Найти тему
Пикабу

Каждому из них нужно было представить живого свидетеля из бывших военнопленных, который должен был подтвердить информацию о тебе

Аннушка. Глава 23.

Ульяна жила со старенькой мамой в небольшом домике на окраине Антоновки. Павла Асафовна родила поздно, по деревенским меркам, но дочь любила без меры, во всём ей потакая. Встретила она, гостя ласково, ужаснувшись тому, как он зарос тут же затопила баню, после которой Ульяна собственноручно подстригла и побрила Васю. Сидя у печи в старенькой, но чистой одежде, оставшейся от мужа хозяйки, разомлевший после бани и горячего кулеша он не смог сдержать слез, забытое чувство теплоты вернулось в его душу.

Начало.

-Ишь ты, господи, -засуетилась Павла Асафовна, увидев его лицо, - али обидели мы тебя чем, Васенька?

-Всё хорошо, мамку вспомнил, она одна обо мне так заботилась-ответил он, вытирая рукавом рубахи лицо.

-Жива ли матушка? - участливо спросила его женщина, -а жена у тебя имеется? Детки? Живы?
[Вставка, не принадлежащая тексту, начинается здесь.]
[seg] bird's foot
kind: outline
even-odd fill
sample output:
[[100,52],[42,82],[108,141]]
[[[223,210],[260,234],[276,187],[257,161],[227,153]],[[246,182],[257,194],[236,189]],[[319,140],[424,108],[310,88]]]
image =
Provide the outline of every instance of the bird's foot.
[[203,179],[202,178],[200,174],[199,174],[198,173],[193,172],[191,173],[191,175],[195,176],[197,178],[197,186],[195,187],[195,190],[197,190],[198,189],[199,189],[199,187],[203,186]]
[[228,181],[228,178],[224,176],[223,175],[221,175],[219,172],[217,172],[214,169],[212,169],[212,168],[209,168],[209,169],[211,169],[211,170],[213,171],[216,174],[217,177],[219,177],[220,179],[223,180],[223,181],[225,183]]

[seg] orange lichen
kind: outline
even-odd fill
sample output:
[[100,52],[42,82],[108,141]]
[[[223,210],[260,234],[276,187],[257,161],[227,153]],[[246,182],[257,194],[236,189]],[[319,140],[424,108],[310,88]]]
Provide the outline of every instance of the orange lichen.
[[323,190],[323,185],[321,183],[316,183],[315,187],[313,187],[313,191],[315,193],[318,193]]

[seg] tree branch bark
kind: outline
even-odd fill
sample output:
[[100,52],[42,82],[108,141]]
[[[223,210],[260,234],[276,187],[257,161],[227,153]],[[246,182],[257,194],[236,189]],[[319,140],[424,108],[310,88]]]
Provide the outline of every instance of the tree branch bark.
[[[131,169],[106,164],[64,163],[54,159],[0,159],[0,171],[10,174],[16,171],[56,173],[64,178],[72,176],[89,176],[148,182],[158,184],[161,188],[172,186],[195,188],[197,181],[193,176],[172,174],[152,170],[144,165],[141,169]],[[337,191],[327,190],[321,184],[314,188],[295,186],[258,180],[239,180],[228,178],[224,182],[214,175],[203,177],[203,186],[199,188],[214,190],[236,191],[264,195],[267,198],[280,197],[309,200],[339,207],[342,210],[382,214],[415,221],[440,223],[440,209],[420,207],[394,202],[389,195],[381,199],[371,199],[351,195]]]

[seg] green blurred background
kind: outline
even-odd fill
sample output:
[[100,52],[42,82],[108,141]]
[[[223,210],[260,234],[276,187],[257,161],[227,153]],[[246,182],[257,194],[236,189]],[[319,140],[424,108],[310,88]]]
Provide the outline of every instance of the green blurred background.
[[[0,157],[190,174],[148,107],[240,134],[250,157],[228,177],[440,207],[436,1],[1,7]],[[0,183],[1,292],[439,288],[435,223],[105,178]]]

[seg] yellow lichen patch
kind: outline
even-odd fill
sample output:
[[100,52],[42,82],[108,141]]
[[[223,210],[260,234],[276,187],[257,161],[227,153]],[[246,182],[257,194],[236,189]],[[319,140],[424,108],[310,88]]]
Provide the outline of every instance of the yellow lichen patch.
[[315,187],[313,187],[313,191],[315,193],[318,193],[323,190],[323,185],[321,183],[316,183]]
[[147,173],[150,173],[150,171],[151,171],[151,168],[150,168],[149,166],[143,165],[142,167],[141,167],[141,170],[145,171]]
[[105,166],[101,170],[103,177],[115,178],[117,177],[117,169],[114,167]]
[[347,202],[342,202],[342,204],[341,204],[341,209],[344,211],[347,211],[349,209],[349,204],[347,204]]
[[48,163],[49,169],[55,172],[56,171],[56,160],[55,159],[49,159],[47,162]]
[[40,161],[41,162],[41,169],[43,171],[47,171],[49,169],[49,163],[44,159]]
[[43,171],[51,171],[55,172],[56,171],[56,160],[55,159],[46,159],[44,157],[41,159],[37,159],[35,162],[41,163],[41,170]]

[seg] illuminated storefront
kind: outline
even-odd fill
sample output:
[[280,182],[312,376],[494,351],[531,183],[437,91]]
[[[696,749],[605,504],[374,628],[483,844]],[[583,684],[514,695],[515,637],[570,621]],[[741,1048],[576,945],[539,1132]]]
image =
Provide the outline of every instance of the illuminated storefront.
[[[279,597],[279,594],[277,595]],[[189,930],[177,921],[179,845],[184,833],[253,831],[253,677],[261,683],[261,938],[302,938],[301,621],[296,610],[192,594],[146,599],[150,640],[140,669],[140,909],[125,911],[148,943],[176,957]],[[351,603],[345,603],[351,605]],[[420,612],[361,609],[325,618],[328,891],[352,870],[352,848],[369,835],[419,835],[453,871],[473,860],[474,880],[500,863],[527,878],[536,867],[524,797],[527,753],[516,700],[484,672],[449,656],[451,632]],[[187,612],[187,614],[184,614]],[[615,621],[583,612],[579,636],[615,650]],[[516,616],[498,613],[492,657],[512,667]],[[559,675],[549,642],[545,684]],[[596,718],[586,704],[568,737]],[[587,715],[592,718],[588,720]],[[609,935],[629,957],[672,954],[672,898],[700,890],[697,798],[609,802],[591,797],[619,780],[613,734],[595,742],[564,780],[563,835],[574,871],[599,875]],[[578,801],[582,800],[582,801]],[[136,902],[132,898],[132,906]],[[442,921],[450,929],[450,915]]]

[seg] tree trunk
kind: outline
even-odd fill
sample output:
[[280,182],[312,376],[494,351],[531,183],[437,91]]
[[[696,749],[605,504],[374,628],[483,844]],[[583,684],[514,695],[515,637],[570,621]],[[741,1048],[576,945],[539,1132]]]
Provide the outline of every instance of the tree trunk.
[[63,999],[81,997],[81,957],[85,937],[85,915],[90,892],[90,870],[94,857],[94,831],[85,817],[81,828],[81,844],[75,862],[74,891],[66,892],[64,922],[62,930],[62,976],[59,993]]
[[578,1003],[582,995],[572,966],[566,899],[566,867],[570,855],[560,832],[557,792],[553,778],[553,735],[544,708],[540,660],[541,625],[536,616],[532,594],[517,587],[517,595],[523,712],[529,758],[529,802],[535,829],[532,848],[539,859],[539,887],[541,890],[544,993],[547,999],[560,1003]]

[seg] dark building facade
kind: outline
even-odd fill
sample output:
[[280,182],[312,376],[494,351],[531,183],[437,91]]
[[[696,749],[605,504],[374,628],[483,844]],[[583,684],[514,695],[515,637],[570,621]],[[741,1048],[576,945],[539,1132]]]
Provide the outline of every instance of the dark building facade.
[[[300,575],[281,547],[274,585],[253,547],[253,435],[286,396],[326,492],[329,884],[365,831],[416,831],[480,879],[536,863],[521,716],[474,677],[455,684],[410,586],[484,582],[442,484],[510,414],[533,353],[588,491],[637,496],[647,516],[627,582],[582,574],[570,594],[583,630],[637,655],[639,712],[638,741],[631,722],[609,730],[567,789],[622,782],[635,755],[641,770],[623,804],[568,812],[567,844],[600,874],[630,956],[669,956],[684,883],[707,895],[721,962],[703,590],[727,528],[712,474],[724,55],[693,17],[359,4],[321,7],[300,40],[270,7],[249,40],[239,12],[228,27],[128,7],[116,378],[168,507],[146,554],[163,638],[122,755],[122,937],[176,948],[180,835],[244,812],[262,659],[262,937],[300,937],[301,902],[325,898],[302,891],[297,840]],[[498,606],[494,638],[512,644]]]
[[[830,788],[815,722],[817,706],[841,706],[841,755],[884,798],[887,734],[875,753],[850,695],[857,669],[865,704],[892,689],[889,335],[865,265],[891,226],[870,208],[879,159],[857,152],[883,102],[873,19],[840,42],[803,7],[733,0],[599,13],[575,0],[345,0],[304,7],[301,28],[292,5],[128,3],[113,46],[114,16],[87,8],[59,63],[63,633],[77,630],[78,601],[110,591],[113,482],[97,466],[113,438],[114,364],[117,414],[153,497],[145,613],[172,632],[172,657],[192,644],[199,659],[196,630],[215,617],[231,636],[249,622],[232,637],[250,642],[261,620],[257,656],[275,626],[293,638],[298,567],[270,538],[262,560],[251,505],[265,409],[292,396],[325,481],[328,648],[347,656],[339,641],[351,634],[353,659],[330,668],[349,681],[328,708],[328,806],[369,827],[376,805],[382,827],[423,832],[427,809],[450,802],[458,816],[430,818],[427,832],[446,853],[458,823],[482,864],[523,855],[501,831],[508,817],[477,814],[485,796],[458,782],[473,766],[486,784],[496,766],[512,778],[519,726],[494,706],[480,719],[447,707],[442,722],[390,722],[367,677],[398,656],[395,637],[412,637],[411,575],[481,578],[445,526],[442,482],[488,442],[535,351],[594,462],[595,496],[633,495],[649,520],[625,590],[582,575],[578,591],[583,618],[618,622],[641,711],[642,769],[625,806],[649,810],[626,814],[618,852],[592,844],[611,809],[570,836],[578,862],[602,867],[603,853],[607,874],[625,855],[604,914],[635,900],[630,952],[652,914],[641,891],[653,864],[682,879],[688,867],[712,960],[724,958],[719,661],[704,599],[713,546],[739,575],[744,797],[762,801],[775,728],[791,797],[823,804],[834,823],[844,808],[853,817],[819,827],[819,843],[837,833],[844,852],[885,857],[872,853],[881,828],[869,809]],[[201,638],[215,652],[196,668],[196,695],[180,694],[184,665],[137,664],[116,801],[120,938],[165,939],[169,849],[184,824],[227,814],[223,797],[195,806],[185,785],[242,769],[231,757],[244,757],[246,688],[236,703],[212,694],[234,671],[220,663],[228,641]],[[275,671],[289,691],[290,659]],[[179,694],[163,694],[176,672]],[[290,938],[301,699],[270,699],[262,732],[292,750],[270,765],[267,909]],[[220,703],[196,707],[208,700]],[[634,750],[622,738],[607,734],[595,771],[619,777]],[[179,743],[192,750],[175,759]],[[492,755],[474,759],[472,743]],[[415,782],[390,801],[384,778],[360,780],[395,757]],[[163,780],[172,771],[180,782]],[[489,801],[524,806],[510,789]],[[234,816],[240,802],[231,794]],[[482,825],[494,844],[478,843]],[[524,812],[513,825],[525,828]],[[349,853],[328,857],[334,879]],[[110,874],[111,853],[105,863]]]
-И жена и дети есть, сыновья, Сергунька да Пашка, теперь подросли должно, помощниками стали.

-А что ж ты по свету мотыляешься? Словно дома у тебя нет?

-Кому нужен калека безрукий? Ярмо на шее, решил, что не поеду в Елошное, не хочу, чтобы жена со мной мучилась, мать сердце рвала, видя каким я стал.

-Увечье чести не отнимет, уж коли таким стал, умей приспособиться, каждый калека хромает по-своему, кто на дне стакана истину ищет, а кто-то только сильнее становится-спокойно сказала Павла Асафовна, рассматривая его порванную фуфайку.

-О матери подумай, для неё плохих детей не бывает, каково ей сейчас, когда знает, что кровиночка её где-то по миру неустроенная бродит? Сердце изболелось небось? Говорят, дурак и в Москве не купит разуму, а ты Василий, как есть дурак! Детей бросил, про мать забыл, жену в стороне оставил! -строго сказала старушка.

-Ничего, погорюют немного, да и забудут! Лизка нового найдёт, а у матери ещё дочери есть, найдёт чем утешиться! –окрысился Вася на справедливые слова старой хозяйки. Ульяна не вмешивалась, внимательно слушала, но не выдержала и сказала тихо:

- Тот, кто живет с калеками, и сам хромать научится, я бы рада была, если бы любый мой хотя бы живым с войны вернулся, что воду в ступе толочь, устали мы, ночь на ногах, пора отдохнуть немного, после договорим, я вам, Вася, на сундуке постелила, он большой, уместитесь, а хотите на полу прилягте, только холодный он, озябните.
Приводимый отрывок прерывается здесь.